L'ignorance c'est une facilité qui épargne les faibles des leçons apprises par autrui, car si on ignore, on reproduit les mêmes erreurs.
Ne pas savoir, c'est se protéger du mal qu'engendre des vérités douloureuses, c'est éviter les déceptions et contourner les sentiments les plus négatifs.
La conscience nous dicte ce qui mérite d'être connu, mais aussi ce qui mérite d'être oublié.

Pour certains, la curiosité est un vilain défaut, pour d'autres, elle témoigne d'une soif de connaissance et d'une envie d'être confronté au monde qui nous entoure.

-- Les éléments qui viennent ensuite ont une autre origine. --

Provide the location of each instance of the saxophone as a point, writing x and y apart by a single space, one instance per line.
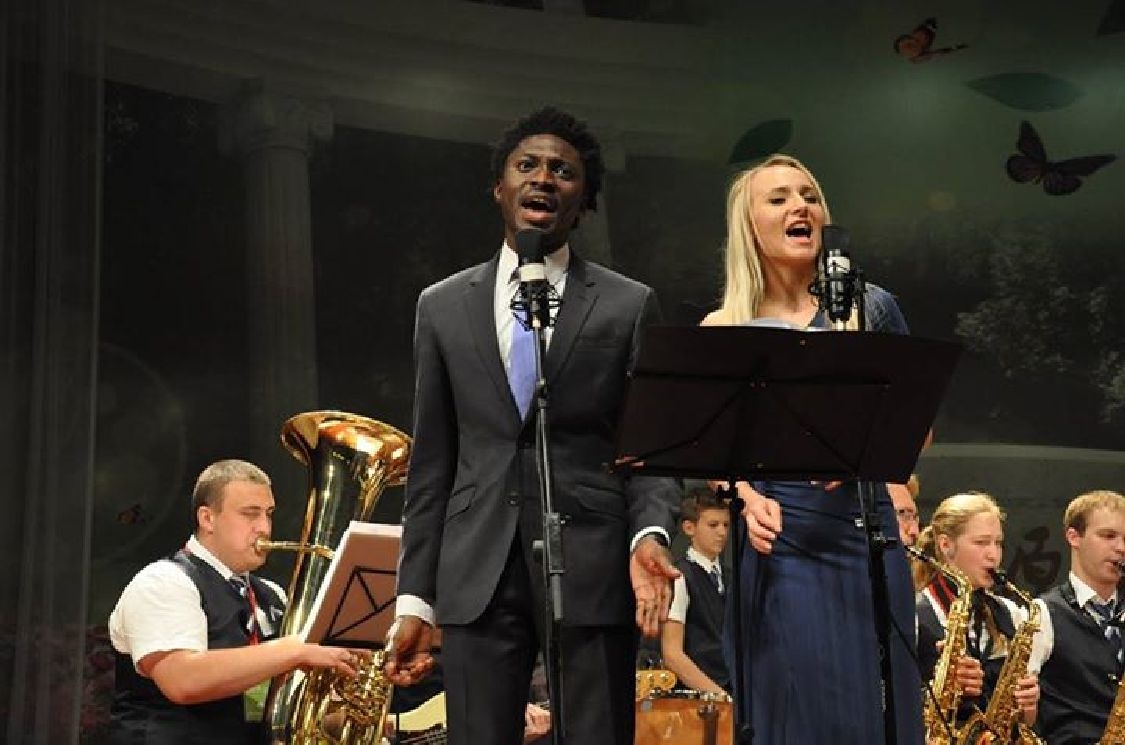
1000 723
1115 726
939 714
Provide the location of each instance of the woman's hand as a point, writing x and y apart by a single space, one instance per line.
970 675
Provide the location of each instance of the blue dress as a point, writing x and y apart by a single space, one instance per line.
811 671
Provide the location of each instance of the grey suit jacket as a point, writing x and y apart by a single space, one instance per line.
473 475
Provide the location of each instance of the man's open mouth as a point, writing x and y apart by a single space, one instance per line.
541 204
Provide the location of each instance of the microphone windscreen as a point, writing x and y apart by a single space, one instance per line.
529 245
834 240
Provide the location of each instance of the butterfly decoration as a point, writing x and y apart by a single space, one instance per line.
918 45
131 515
1056 177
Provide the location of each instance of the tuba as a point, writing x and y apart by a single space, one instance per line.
350 460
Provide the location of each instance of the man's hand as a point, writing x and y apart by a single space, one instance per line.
970 675
763 518
1027 697
407 656
651 573
312 656
537 723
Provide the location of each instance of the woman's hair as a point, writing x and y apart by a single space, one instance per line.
744 288
950 519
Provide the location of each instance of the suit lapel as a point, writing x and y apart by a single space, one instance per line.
480 311
578 301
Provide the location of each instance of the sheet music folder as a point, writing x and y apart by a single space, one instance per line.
714 402
356 603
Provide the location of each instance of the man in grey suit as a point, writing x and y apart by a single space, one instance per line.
473 508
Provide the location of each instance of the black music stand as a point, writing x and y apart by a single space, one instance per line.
740 403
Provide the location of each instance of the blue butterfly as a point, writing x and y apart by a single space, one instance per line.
1056 177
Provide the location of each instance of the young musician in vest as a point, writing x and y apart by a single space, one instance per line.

Ne pas faire face à un drame, fuir la réalité, nier une vérité trop dure à encaisser, s'auto-persuader, réinventer des souvenirs...
Le cerveau est capable de bien des miracles quand il s'agit de protéger les sentiments de son hôte, néanmoins, est-ce toujours la bonne solution ?
Le déni n'aurait-il pas de faiblesses ?
Est-ce que vivre naïvement en étant inconscient de l'intégralité de sa propre existence, avec un sentiment de nostalgie permanent, comme si une partie du "Moi" était manquante, permet d'apprécier la vie ?

Vous, lecteurs, ne vous êtes vous jamais demandé ce qui est advenu des milliers d'instants de vie que vous avez égarés ?
Qu'est-ce qui constitue réellement l'être humain que vous êtes aujourd'hui ?
Qui êtes « vous » ?

Ce récit contera une quête existentielle, la recherche d'un "Moi" perdu au travers les regards, un "Moi" qui se cache.
Un « Moi » qui a oublié ce qui lui faisait du mal.

L'histoire de Psyche, l'une des filles de Dynamai, et de sa rencontre inopinée avec Eros, le Dieu de l'Amour.